Sin embargo, aunque pareciera increíble, estuvo implicado muy activo en el servicio comunitario, confiriendo singular importancia al mejoramiento de la imagen del barrio, con la participación de sus vecinos en las actividades de ornamentación y cuidado de los parques y zonas verdes; pero en medio de su accionar un tanto calmoso, cuando estaba a punto de concluir sus estudios universitarios, le sorprendió el embarazo de su hermana, que sobresaltaría a toda la familia, por la actitud irreflexiva del novio, negado a reconocer la paternidad.
Esa complicación sentimental, en ese momento de su vida, ocuparía todo su espacio mental, viéndose afectado -durante meses- por su ocasional consumo de marihuana y bebidas alcohólicas, apartándose de la realidad presente y creando un mundo mágico de fantasía vivencial que encestaría en su pensamiento como cuchillo en su sien. Su graduación contribuyó a su recuperación, con lo cual demostró que su adición era pasajera, pues fue la primera y única vez que consumió estupefacientes.
En medio de la graduación, un torbellino de recuerdos le perturbaba el ánimo, afincados en aquel 28 de octubre, cuando la más antigua universidad de América cumplía los 460 años de su fundación, y él 23 de vida. Ocupaba entonces un asiento en esa explanada, vestido de toga y birrete negros, esclavinas y borlas de color rojo bermellón; iniciándose la entrega de distinciones a los estudiantes con honores académicos, entre los que se contaban seis de los 270 graduandos de la Facultad de Ciencias Jurídicas y Políticas, evocando la angustiosa espera de su turno de gracias, en nombre de los investidos.

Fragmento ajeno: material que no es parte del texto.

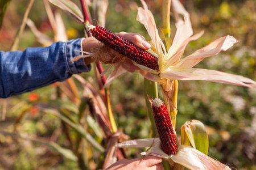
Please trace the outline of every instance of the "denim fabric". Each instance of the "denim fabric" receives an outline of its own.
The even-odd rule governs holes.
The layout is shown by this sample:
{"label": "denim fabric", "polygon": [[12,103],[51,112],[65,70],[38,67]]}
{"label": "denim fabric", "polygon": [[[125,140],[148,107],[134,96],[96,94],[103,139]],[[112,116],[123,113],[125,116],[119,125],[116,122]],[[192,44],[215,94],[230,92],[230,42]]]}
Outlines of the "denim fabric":
{"label": "denim fabric", "polygon": [[81,54],[82,39],[57,42],[47,47],[28,48],[24,51],[0,51],[0,97],[30,91],[73,74],[88,72],[83,60],[69,62]]}

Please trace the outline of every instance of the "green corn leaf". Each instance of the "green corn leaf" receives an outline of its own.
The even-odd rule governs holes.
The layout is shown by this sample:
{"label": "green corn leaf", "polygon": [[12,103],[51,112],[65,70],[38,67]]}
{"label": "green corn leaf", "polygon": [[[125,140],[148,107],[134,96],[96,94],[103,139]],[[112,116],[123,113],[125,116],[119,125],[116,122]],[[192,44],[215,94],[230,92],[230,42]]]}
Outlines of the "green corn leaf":
{"label": "green corn leaf", "polygon": [[77,6],[71,1],[49,0],[49,2],[68,12],[78,23],[84,23],[82,12]]}
{"label": "green corn leaf", "polygon": [[5,12],[9,5],[11,0],[1,0],[0,1],[0,28],[3,23],[3,17],[5,16]]}
{"label": "green corn leaf", "polygon": [[193,147],[207,155],[208,152],[208,136],[204,124],[193,120],[185,124],[185,131]]}

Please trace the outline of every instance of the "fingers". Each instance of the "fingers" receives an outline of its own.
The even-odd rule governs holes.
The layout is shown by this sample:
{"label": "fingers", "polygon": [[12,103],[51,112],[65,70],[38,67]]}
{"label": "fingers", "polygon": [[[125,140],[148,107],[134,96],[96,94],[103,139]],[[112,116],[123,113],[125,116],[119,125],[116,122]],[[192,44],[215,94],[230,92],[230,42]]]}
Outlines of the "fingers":
{"label": "fingers", "polygon": [[127,33],[125,32],[121,32],[117,33],[121,37],[131,41],[135,45],[143,49],[148,49],[151,45],[145,39],[138,33]]}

Estaba sumamente nervioso, faltando apenas unos minutos para tomar el micrófono y leer sus breves notas. Tenía el pensamiento obstruido, divagando sin control en torno a una serie de recuerdos de sus días de adolescente, como boy scout haciendo alpinismo y compartiendo ilusiones y experiencias, junto a otros chicos, en la brega exploratoria de las montañas más empinadas del Cibao, que era parte de los ejercicios complementarios de la formación general para llegar a ser jóvenes autosuficientes, ciudadanos responsables, de honor y templado carácter.
En aquel acto -sentado en primera fila- rememoraba la época en que fue miembro voluntario de la Cruz Roja, con mucha vocación social, discurriendo su adolescencia en un ambiente de fantasía e inocencia, imbuido a veces en las agradables visiones de magia y astrología que conmovieron los cimientos del parque Enriquillo y el paseo comercial de la avenida Duarte, de la capital; donde muchas mujeres se dedicaban a tirar al aire las cartas de tarot, o a leer tazas, para adivinar el futuro del gentío de creyentes que se agrupaba en el lugar.
Los denominados astrólogos o magos adoptaban los roles principales de cirqueros, encantando a la gente con las exhibiciones de culebras enrolladas en su cuello y soplando ráfagas de fuego como dragones entrenados.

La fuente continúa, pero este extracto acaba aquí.